Carbon dioxide in the air can be reserved deep underwater by biological material, much of it trapped in the feces of microscopic animals.
The process by which this occurs is known as the biological pump of global ocean carbon export. A new study by David Seigel from the University of California Santa Barbara examined this process in detail.
As fish are eaten by other animals, some of their body parts are unconsumed by predators, and sinks to the bottom of the ocean as waste. Along with this particulate matter, deceased algae and feces can also be found. Carbon dioxide can reside in that waste, laying on the ocean floor, for centuries.
Siegel and his group considered the life cycle of zooplankton and phytoplankton in their model of the cycle. The microscopic creatures, which make up the bottom of the marine food chain, were often ignored in earlier studies.
Data collected from satellites revealed the amount of organic material created from carbon dioxide by phytoplankton. This measurement includes both the tiny droppings of the animals. This process is called net primary production, or NPP.
"Quantifying this carbon flux is critical for predicting the atmosphere's response to changing climates. By analyzing the scattering signals that we got from satellite measurements of the ocean's color, we were able to develop techniques to calculate how much of the biomass occurs in very large or very small particles," Siegel said.
The carbon cycle regulates temperatures on Earth. Vast quantities of the material are stored in fossil fuels, atmosphere, soil and the oceans. Carbon can move between each of these reservoirs in a flux, and when the atmosphere absorbs more CO2, temperatures can rise.

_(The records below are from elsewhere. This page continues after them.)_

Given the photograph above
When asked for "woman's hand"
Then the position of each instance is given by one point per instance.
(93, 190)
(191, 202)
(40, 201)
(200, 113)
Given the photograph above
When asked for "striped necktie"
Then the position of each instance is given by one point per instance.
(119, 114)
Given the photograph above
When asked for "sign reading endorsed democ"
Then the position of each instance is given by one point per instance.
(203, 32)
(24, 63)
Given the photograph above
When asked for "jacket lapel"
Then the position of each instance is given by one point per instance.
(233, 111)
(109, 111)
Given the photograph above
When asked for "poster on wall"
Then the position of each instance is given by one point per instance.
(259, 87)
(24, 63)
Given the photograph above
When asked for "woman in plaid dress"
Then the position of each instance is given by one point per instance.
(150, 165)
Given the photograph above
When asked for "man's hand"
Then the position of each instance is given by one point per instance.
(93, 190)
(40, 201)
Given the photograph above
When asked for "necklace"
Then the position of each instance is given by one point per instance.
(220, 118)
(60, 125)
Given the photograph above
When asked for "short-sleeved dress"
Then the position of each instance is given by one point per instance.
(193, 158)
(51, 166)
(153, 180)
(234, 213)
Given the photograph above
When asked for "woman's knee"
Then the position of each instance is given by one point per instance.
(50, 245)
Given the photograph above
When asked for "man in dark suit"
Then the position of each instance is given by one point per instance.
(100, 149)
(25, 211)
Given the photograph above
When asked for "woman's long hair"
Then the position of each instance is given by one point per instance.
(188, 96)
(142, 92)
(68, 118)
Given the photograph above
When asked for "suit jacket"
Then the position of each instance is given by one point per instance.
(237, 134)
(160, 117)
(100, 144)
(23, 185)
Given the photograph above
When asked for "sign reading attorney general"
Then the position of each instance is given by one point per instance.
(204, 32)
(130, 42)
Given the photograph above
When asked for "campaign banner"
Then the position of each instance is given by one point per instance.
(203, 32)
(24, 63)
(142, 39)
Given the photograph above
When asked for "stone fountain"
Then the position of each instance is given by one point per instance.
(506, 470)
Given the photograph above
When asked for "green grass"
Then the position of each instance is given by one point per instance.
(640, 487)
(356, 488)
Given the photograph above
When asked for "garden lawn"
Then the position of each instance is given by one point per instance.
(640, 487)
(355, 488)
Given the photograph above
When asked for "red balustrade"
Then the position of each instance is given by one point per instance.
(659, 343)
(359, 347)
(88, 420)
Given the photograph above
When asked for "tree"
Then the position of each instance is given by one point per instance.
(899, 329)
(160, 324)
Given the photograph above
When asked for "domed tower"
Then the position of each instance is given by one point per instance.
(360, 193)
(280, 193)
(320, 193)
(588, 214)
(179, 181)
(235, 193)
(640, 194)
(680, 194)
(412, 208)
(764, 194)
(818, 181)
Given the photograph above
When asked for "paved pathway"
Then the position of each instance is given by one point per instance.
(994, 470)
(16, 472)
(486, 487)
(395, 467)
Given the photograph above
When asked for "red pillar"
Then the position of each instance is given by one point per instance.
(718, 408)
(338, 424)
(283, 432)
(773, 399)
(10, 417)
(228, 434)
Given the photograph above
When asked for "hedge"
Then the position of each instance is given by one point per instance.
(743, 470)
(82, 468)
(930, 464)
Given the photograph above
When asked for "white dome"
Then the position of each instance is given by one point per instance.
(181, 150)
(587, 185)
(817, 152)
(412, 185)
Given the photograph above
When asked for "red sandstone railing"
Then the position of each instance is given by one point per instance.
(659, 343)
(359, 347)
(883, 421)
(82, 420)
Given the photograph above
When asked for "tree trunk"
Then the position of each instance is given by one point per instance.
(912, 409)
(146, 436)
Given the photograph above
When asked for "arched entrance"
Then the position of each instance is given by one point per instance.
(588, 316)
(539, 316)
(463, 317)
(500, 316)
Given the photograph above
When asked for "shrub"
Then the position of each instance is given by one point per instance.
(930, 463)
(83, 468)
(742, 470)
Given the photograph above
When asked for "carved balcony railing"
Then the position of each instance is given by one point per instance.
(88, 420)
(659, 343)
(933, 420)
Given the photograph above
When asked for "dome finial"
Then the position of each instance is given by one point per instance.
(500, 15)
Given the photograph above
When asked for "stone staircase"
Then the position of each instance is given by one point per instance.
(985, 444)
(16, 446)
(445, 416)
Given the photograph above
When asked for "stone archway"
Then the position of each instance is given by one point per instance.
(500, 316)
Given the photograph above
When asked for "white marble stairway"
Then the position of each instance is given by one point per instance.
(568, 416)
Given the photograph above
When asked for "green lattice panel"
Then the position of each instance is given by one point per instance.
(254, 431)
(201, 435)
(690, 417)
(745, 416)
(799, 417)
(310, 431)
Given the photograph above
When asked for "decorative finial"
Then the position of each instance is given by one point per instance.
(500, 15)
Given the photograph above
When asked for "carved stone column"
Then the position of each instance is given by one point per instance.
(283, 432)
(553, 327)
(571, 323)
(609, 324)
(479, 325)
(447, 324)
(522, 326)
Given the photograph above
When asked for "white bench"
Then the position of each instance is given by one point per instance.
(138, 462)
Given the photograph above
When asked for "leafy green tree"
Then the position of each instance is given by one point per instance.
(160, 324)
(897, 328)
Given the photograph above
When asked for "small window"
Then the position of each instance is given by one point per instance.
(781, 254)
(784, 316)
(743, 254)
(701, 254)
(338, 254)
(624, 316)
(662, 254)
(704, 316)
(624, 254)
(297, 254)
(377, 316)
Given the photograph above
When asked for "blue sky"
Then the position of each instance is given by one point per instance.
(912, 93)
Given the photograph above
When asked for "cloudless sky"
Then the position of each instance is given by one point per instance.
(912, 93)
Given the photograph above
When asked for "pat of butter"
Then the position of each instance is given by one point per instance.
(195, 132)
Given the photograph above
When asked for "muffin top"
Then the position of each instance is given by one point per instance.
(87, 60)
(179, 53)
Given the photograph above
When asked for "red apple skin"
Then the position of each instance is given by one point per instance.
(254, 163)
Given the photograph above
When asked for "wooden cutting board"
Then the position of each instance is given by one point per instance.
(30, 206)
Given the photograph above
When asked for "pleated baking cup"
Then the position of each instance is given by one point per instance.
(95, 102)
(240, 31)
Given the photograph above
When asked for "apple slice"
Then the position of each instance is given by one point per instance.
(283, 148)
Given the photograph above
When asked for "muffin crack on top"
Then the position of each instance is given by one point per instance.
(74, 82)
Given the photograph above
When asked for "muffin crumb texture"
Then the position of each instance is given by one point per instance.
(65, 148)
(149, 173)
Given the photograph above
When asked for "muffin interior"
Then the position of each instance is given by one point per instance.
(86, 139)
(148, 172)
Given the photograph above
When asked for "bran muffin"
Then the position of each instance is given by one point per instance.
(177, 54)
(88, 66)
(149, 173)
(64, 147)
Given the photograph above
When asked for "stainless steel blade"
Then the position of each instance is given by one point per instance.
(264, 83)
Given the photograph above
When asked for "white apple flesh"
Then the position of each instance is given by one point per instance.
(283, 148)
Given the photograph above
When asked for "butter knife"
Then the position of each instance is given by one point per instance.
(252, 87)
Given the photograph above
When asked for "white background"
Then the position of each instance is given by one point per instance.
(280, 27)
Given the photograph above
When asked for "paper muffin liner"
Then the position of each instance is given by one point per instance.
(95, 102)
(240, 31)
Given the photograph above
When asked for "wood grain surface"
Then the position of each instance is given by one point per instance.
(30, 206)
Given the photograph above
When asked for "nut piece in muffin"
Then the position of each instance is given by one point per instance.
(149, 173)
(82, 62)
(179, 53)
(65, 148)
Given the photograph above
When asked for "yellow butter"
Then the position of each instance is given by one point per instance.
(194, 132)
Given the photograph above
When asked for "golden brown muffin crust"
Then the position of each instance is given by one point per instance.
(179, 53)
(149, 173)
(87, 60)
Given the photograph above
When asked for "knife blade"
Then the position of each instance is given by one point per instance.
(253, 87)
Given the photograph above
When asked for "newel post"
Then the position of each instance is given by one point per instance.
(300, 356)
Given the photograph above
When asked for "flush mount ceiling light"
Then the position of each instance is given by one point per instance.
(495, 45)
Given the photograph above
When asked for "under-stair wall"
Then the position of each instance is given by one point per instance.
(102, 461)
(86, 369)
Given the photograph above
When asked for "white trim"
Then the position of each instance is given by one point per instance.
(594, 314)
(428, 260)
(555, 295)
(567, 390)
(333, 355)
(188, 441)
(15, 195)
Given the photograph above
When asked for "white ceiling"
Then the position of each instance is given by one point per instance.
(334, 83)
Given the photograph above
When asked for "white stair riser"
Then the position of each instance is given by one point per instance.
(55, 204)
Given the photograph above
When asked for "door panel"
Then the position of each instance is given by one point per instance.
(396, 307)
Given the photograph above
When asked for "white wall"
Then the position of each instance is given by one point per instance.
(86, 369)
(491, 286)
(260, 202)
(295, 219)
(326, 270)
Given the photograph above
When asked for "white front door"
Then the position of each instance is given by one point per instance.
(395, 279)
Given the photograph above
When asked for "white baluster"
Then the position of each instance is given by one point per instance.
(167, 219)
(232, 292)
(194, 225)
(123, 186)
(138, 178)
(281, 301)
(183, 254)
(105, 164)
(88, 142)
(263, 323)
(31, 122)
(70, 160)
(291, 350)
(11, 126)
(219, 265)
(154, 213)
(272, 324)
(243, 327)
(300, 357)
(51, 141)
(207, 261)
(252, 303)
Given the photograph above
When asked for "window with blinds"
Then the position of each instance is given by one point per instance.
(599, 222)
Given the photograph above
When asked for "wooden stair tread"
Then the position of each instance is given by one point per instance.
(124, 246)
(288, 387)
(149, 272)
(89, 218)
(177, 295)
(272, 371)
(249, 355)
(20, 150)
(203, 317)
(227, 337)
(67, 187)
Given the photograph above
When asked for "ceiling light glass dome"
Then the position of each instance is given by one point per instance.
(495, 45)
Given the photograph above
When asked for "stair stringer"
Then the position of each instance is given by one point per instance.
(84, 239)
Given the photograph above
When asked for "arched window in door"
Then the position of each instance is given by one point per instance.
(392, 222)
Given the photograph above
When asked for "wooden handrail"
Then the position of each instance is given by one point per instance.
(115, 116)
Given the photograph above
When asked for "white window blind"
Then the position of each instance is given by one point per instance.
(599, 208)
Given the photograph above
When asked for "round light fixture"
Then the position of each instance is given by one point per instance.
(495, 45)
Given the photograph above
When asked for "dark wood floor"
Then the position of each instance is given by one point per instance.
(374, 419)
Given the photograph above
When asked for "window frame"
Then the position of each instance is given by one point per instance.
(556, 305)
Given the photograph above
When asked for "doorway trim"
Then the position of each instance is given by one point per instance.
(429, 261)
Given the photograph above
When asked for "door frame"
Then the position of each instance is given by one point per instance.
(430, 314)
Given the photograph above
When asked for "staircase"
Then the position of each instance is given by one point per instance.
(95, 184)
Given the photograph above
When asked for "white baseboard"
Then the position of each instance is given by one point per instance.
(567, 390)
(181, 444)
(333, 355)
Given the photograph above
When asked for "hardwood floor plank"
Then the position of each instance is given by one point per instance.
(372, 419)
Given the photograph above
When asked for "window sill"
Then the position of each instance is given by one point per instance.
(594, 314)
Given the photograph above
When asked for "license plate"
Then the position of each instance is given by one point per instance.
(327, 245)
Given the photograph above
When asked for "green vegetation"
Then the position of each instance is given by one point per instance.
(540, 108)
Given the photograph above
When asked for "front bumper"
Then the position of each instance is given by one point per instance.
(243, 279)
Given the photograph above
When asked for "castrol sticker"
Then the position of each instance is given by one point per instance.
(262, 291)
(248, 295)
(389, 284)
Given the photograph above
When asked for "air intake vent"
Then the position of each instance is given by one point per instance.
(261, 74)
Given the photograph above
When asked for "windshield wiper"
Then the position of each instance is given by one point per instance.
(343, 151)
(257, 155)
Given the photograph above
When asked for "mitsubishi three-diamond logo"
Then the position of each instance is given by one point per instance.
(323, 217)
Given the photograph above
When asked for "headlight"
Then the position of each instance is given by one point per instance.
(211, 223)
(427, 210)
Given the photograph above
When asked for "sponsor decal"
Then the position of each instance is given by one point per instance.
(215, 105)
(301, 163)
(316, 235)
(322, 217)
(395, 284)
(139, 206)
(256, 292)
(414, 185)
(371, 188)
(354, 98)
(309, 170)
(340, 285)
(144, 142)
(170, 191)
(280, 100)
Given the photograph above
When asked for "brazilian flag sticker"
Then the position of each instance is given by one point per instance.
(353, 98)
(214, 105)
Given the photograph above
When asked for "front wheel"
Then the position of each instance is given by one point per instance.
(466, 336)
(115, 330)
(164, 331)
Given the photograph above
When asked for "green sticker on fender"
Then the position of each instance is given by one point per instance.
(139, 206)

The new data indicates ocean flux may remove up to 6.6 billion tons of carbon dioxide from the air every year. That represents nearly two-thirds of the nearly 10 billion tons sent into the atmosphere from fossil fuels every twelve months.
Study of the global cycle can help environmental scientists better model the effect carbon is having around the world as a greenhouse gas.
"We need to understand where carbon goes, how much of it goes into the organic matter, how that affects the air-sea exchanges of CO2 and what happens to fossil fuel we have emitted from our tailpipes," Siegel said.
The team of researchers plan to conduct field tests as a follow-up to the latest study.
Analysis was funded by NASA's Ocean Biology and Biogeochemistry program. Details of the study into the role of food waste in carbon export was published in the journal Global Biogeochemical Cycles.